「わ、私のほうこそ……せっかくリュージくんは私達のことを思って言ってくれたのに、上手に応えられなくて、ごめんね」

「ううん、なのちゃんは悪くない。俺が自分の感情のままに詰め寄ったのが悪いんだから。ほんと、りっくんの言う通りで……なのちゃんには、嫌な思いをさせたよな」


優しい彼の言葉に、私は慌てて首を左右に振った。

嫌な思いなんて、していない。

リュージくんが誰よりも朝陽と私を心配してくれているのだ。

昨日、リュージくんが言った通り。

リュージくんは誰よりも近くで、朝陽と私のことを見ていてくれた。

きっとリュージくんは、私が朝陽に一方的な恋心を抱いていたことにも気付いていただろう。

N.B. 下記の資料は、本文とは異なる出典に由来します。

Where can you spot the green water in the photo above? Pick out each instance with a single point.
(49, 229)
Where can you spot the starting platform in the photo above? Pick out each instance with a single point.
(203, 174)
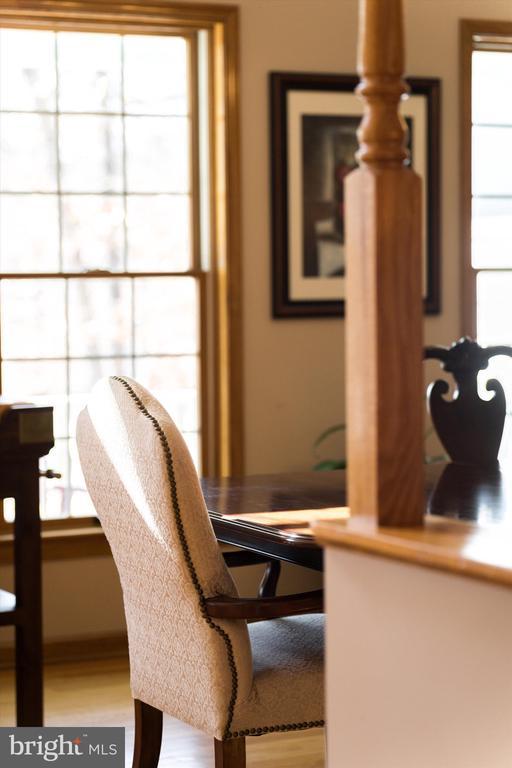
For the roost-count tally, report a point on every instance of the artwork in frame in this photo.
(314, 119)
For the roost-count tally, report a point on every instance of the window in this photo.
(486, 71)
(116, 253)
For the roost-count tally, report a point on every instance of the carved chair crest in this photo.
(469, 428)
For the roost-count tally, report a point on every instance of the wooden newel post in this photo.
(384, 304)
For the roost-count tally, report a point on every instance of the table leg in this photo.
(27, 577)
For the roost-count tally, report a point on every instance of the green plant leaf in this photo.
(329, 431)
(328, 464)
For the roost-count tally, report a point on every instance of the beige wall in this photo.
(294, 368)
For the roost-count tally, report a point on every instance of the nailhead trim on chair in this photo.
(186, 551)
(199, 590)
(278, 728)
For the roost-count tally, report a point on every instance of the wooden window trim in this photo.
(468, 29)
(226, 435)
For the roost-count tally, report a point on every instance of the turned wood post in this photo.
(384, 303)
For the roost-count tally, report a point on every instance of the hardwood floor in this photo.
(98, 693)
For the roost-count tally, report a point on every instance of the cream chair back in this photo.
(146, 492)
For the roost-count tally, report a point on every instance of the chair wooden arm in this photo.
(268, 584)
(223, 607)
(239, 558)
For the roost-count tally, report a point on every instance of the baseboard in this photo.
(77, 649)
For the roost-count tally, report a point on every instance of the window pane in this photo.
(494, 307)
(27, 70)
(29, 233)
(89, 72)
(157, 154)
(175, 382)
(492, 161)
(491, 233)
(158, 233)
(92, 232)
(91, 153)
(28, 160)
(83, 375)
(99, 317)
(155, 77)
(33, 318)
(43, 382)
(166, 312)
(491, 78)
(192, 441)
(81, 504)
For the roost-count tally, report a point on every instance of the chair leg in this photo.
(270, 578)
(230, 754)
(148, 735)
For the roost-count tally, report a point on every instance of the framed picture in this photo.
(314, 119)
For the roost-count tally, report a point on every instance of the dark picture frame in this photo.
(313, 122)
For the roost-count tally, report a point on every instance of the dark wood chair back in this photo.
(469, 428)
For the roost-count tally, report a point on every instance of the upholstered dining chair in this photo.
(192, 653)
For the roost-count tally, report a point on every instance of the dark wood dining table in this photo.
(270, 514)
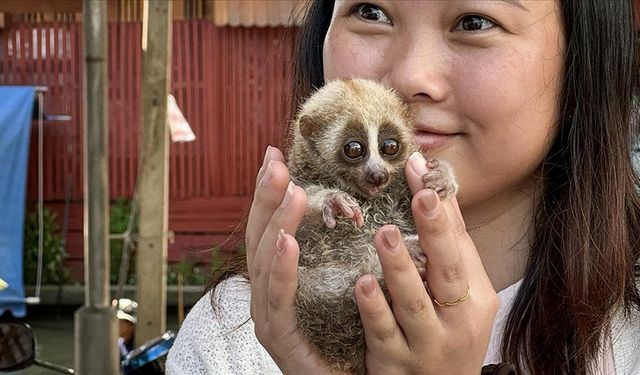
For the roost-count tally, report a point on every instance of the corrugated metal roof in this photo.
(256, 12)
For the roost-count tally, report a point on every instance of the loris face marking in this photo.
(369, 156)
(360, 132)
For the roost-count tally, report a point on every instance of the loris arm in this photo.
(325, 204)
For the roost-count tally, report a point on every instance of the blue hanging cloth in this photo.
(16, 106)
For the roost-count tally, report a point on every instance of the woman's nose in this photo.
(418, 70)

それほど近くで、彼は中学、高校と……私達のことを見守ってくれていた。


「私は……ずっと、二人に感謝してたよ」


ぽつりと零すと、リュージくんが唇を、きゅ、と引き結ぶ。


「朝陽だけじゃない。リュージくんがいてくれたから……私は今、こうしてここに立っていられるの。だから二人には、どれだけ感謝を伝えても足りないんだよ」


真っ直ぐに、それだけは伝えたかった。

昨日の朝、そして先程も、弱い私は彼から逃げ出そうとしてしまったけれど……。